S Alam’s corrupt footprints in 8 countries unveiled
Staff Reporter :
The vast corruption and money laundering linked S. Alam Group’s Chairman Mohammed Saiful Alam and his family have been well-known in Bangladesh.
The Chittagong-based conglomerate’s meteoric accumulation of wealth-both at home and abroad-has come under sharp focus over the past two years, especially after the fall of Sheikh Hasina’s regime.
New findings reveal the scale to be far greater than previously understood, ranking among the most audacious financial scandals in modern history. A recent progress report drawing on intelligence from at least nine foreign financial watchdogs accuses S. Alam Group of siphoning off nearly 223,855 crore taka (about $20 billion) through at least 470 shell companies in nine countries-an amount equal to almost 4pc of Bangladesh’s GDP.
Ordinarily, Bangladesh’s Financial Intelligence Unit (BFIU) limits foreign asset inquiries to a small set of countries, but under the direction of Md. Mosharraf Hossain, investigators expanded their search to 117 nations-the first global asset hunt in Bangladesh’s history.
Financial Intelligence Units in Cyprus, Antigua and Barbuda, Italy, Turkey, Singapore, Jersey, the British Virgin Islands (BVI), the UAE, and the Isle of Man confirmed investments linked to the group. Seven countries have already provided actionable intelligence Court orders have been secured to access bank and investment records in Singapore, Jersey, Cyprus, and the BVI. In the BVI, investigators identified 19 companies tied to Alam or family members, most incorporated between 2018 and 2021.
One firm, Greenwich International Private Ltd, was created in August 2024, weeks after Hasina’s fall. Hazel International Private Ltd, incorporated in 2019 under Alam’s name, declared capital of $350,000.
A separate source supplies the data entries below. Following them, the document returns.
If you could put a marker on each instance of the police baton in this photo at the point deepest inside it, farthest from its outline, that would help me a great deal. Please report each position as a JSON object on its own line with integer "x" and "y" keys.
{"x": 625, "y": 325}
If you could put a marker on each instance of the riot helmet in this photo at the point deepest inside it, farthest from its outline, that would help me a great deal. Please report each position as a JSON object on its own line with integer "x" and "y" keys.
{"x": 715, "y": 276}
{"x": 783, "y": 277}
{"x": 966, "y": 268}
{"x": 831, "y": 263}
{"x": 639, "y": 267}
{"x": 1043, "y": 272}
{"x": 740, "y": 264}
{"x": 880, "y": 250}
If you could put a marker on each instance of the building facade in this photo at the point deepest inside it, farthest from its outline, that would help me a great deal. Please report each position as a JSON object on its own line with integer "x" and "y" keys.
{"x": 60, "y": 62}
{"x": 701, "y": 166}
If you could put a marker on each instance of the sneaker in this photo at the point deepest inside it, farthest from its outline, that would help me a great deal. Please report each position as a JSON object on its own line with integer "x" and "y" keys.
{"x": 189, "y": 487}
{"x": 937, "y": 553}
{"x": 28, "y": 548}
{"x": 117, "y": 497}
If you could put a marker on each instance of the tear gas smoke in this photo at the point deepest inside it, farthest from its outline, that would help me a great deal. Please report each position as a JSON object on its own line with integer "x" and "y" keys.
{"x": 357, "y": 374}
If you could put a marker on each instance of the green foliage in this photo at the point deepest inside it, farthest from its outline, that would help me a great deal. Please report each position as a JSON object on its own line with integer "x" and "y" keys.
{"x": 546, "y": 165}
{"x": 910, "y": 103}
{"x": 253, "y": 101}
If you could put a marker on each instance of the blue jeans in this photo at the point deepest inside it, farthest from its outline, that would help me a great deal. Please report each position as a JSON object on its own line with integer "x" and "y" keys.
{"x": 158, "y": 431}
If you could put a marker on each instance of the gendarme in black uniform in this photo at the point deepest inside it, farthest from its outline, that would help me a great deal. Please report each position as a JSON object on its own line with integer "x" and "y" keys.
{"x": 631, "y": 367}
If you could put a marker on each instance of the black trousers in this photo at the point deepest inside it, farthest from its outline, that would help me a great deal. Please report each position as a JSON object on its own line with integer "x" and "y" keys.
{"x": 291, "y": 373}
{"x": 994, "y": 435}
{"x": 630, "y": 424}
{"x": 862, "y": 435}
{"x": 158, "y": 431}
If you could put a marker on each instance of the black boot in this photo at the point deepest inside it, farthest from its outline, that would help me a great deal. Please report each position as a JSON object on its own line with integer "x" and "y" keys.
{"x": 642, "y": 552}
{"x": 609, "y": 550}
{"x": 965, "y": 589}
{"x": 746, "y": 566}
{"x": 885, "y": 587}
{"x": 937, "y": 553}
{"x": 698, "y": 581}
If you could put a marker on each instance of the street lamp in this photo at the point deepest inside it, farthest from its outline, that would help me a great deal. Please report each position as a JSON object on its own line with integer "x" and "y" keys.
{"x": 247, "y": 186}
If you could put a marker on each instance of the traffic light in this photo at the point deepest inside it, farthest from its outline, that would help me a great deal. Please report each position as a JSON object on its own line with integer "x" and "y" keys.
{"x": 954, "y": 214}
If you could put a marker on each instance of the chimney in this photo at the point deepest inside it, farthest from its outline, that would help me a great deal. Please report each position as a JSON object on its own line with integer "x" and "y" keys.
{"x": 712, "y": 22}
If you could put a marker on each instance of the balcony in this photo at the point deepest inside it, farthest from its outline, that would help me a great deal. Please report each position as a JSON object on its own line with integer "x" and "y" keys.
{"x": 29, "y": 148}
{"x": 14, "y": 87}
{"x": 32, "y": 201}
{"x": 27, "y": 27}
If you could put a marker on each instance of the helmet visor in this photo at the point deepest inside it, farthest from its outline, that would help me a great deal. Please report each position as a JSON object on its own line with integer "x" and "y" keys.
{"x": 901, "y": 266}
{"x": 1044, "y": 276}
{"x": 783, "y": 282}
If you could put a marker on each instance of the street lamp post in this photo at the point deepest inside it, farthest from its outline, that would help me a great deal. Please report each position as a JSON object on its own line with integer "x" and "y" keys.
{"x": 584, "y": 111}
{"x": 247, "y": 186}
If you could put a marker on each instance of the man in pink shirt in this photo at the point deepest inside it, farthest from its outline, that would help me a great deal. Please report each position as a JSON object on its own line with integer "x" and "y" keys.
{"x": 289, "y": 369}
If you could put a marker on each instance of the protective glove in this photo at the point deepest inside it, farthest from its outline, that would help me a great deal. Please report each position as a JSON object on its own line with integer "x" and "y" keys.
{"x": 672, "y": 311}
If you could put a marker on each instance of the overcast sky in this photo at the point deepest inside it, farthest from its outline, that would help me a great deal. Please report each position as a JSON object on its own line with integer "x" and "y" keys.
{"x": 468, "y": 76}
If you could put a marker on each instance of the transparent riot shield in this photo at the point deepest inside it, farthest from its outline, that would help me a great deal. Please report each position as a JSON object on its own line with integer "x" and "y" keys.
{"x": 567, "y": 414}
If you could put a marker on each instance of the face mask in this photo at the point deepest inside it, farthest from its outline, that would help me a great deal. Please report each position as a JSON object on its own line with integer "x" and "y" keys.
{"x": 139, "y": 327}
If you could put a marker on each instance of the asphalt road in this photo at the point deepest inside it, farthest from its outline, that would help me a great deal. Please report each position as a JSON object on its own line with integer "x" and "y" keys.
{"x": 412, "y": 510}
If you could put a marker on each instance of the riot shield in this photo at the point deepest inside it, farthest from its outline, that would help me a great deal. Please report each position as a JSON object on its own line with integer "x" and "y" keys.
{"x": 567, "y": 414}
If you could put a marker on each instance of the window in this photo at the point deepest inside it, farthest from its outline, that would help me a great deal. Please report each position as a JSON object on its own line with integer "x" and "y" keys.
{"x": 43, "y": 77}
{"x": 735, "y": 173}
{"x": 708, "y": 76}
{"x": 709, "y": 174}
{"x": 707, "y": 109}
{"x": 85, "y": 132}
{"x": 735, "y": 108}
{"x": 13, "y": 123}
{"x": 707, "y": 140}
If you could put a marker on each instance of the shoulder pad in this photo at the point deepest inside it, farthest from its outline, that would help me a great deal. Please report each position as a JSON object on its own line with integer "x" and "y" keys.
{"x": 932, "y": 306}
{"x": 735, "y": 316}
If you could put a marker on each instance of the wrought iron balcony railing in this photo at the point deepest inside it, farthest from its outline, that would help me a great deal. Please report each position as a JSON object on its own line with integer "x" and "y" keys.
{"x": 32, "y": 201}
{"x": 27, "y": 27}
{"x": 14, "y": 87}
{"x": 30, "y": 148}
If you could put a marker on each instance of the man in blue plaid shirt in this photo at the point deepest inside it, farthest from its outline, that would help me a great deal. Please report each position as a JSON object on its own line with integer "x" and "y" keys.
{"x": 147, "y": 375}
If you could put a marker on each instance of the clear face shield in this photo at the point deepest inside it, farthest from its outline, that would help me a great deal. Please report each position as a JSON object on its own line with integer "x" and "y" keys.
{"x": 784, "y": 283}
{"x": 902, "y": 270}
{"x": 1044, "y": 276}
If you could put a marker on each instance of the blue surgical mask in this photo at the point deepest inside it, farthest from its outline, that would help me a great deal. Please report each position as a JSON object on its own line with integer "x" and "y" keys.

In Jersey, Alam and his wife, Farzana Parveen, are joint settlers of six trusts owning two five-star hotels valued at $210 million. In Turkey, at least 10 premium bank accounts were found under the names of Alam’s brothers. The UAE probe uncovered six luxury villas worth $350,000-$1.8 million, plus two land plots valued at $4 million, in the name of Belal Ahmed, Alam’s son-in-law.
Ashraful Alam, the chairman’s son, owns a $7 million villa in the Isle of Man, listed as a gift from his mother. Belal Ahmed also bought Antigua and Barbuda citizenship via a $100,000 contribution to its National Development Fund, paid from a Canadian bank account.
S. Alam’s rise was fueled by aggressive acquisitions, irregular financial practices, and deep encroachment into the banking sector. His grip began with Islami Bank, seized on January 5, 2017, when military intelligence operatives forced out top executives and installed loyalists.
That same year, he took control of Social Islami Bank Ltd. after secretly acquiring nearly 50pc of its shares via 19 proxy firms-violating the Banking Companies Act.
The Anti-Corruption Commission (ACC) found fake loans and investments in relatives’ names, freezing family accounts to prevent money transfers. Since Hasina’s fall in August 2024, the ACC has filed two cases against Alam and his wife for owning over Tk 1,539 crore in illegal wealth, and sued two sons for allegedly embezzling nearly Tk 2,200 crore from Islami Bank.